The Rockliff Government’s Review of the Educational Adjustments Funding Model was designed to fail by ruling out any review of funding levels, leaving underfunding and neglect unaddressed.
The Australian Education Union’s submission to the Review called for measures to ensure over 2,000 students with disability currently missing out on educational support receive the funding they need.
“The core problem here is underfunding and thousands of students missing out on support,” said David Genford, Australian Education Union Tasmania President. “Yet the Government ensured this review wasn’t able to examine the main issue and criticism of the Government’s neglectful approach.”
“Underfunding and neglect affects every child and there’s a double negative for over 2,000 Tasmanian students with disability who receive no additional funding.”
“Every child in Tasmanian public schools and colleges is around $2,000 per year below the minimum national funding standard.

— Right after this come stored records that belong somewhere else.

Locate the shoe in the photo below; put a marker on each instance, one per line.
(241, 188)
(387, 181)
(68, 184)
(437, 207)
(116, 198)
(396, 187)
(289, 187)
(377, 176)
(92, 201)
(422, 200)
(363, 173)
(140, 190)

This underfunding hits students with disability the hardest and it’s unacceptable – we demand urgent action.”
“Support Teachers in public schools are currently expected to support as many as 35 students with diagnosed disability each – this creates unsustainable workloads and denies students the personalised support they need. Unfortunately, the review fails to address this situation and we suspect this is due to restrictions around the scope of the review designed by the Government.”
The Rockliff Government has accepted all 12 recommendations in the Report, but have committed no funding to implement them.
“Firstly dodging any review of funding shortfalls and then accepting recommendations with zero funding commitments to implement them is neglectful at best and harmful at worst.”
“Raising the hopes of students, families and educators that significant funding shortfalls will be addressed without committing the required funds to fix neglect is disgraceful.”
“Recommendations such as additional professional learning, improved workforce capability, expanding inclusive practice coaches, additional support for primary to high school transition and increased contingency funding are all very welcome – but where is the money?”
“Students are missing out now, we have raised this with the Rockliff Government for years and there is still no commitment to ensure every child receives the full funding and support they need.”
“It is past time this Government turned words into dollars flowing through the school gate.”